Le réalisateur Krimat Abderrahmane a participé, il y a quelques jours, à l’événement «Book City» qu’organise annuellement la ville de Milan (Italie). L’occasion pour lui de présenter un de ses trois documentaires pour évoquer l’importance de la tradition dans un monde où la perception de la modernité n’est pas unanime.

Reporters : Vous êtes de retour d’Italie, où vous avez participé au Book City Milano. Comment vous vous êtes retrouvé là-bas ?
Krimat Abderrahmane :
J’ai été invité à participer à l’un des panels de cet événement à l’occasion de la présentation du livre «L’Algérie au Maghreb : la guerre de libération et l’unité régionale» par son auteur, qui n’est autre que l’historienne italienne Caterina Roggero, qui connaît bien l’Algérie qu’elle a visitée à plusieurs reprises.

Caterina Roggero (D.R.)


D’ailleurs, elle était à Alger, l’année dernière, pour présenter à l’Institut italien un autre de ses livres, «L’histoire de l’Algérie indépendante, de la guerre d’indépendance à Bouteflika ».

Vous avez été invité à la présentation du livre de Caterina Roggero mais,également, pour présenter un de vos films…
Effectivement, j’ai été à Milan pour présenter l’un de mes documentaires, «Tajmaât, face aux changements», dont la première version est sortie en 2011 et finalisée en 2013.



Un Algérien à Milan, à la présentation d’un livre sur l’Algérie, et pour diffuser son documentaire sur l’Algérie…
Il faut y ajouter la présence d’une compatriote, Djamila Amzal (actrice principale du film de Azzedine Meddour « La Montagne de Baya », et devenue, depuis, réalisatrice, installée en Italie, ndlr) qui a projeté également son propre film dans l’une des deux thématiques du panel, dont le sujet était les droits des femmes en Algérie. J’étais, de mon côté dans celle dont l’intitulé est « Entre la tradition et la modernité en Algérie » et durant lequel j’ai présenté mon film qui, d’ailleurs, a été suivi d’un débat.

Qu’aborde exactement votre documentaire ?
Le film, en réalité, raconte l’histoire de Tajmaât, l’assemblée traditionnelle en Kabylie, face aux changements qu’il y a eu en Algérie depuis l’époque coloniale. Ça concerne principalement la mobilité sociale qui est, en quelque sorte, le registre sur lequel je travaille, notamment avec les nomades et la transition sociale, que j’ai abordée dans d’autres films.

Et comment a été perçue la réaction du public italien lors du débat ?
Il était vraiment intéressé par le sujet. Le débat était axé sur la cohabitation entre la tradition et la modernité. La question principale qui se pose, ici ou ailleurs, et surtout pour moi, est-on obligé de désobéir à la tradition ?
A titre d’exemple, dans le cas de Tajmaât, on avait un espace physique ancestral de réunion et une culture de débat et de communication, alors, comment oser effacer tout ça et passer par mimétisme à des modèles présentés comme « modernes » notamment via les associations culturelles ou autres !

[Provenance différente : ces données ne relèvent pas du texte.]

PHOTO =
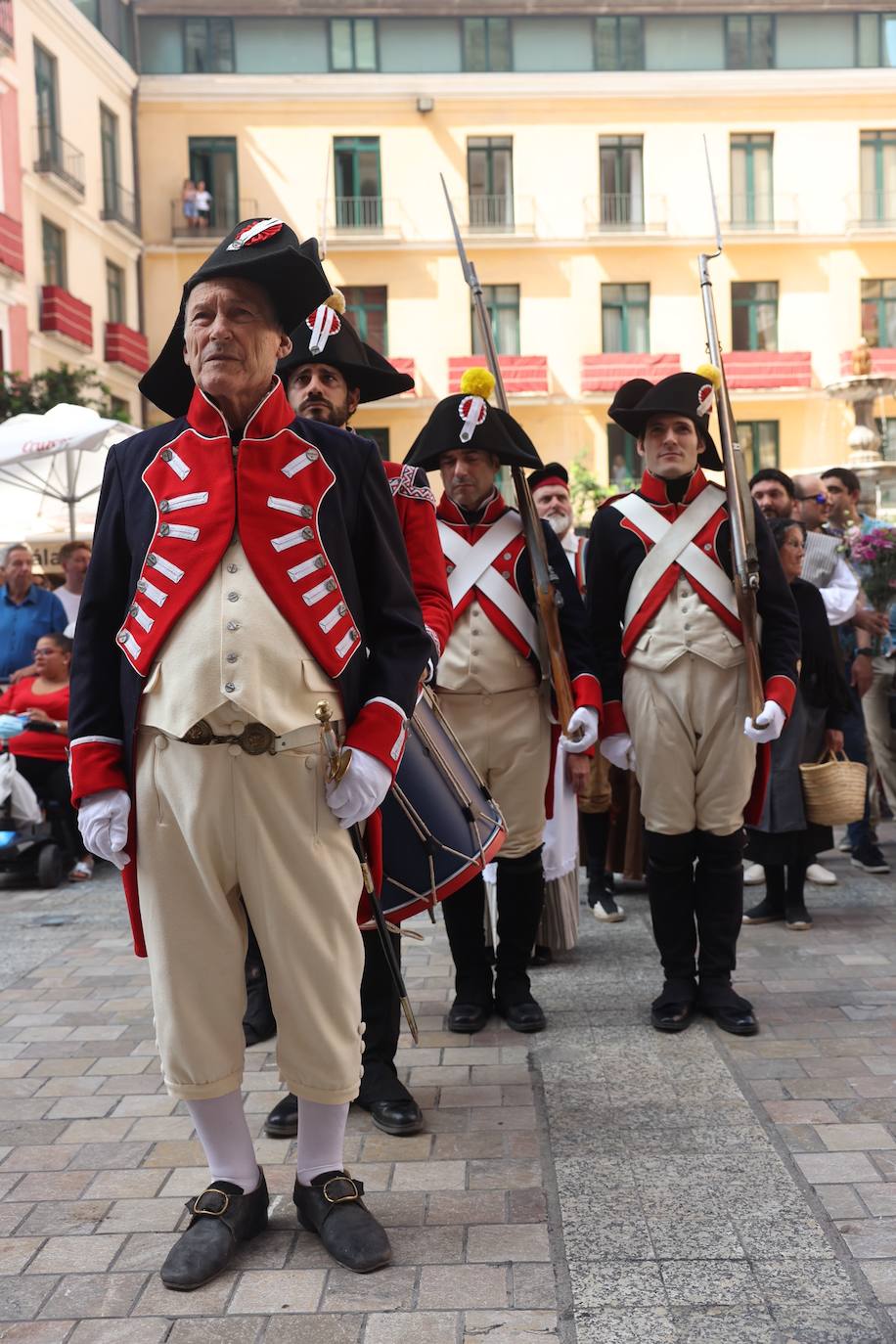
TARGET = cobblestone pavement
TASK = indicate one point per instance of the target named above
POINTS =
(597, 1183)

Avec tout ce qui se passe en Algérie, ces derniers temps, vous avez sûrement été interpellé, à Milan, sur la situation du pays. Quel est finalement le regard des Italiens ?
J’ai eu le sentiment que la perception des Italiens a vraiment changé. Ce qui m’a apparu, au fil des discussions et des débats que j’ai eu avec ceux que j’ai rencontrés sur place, c’est qu’ils admirent l’image donnée par le peuple algérien, notamment depuis le 22 février. D’ailleurs, certains me répétaient que « les Algériens sont vraiment capables de réaliser des miracles ».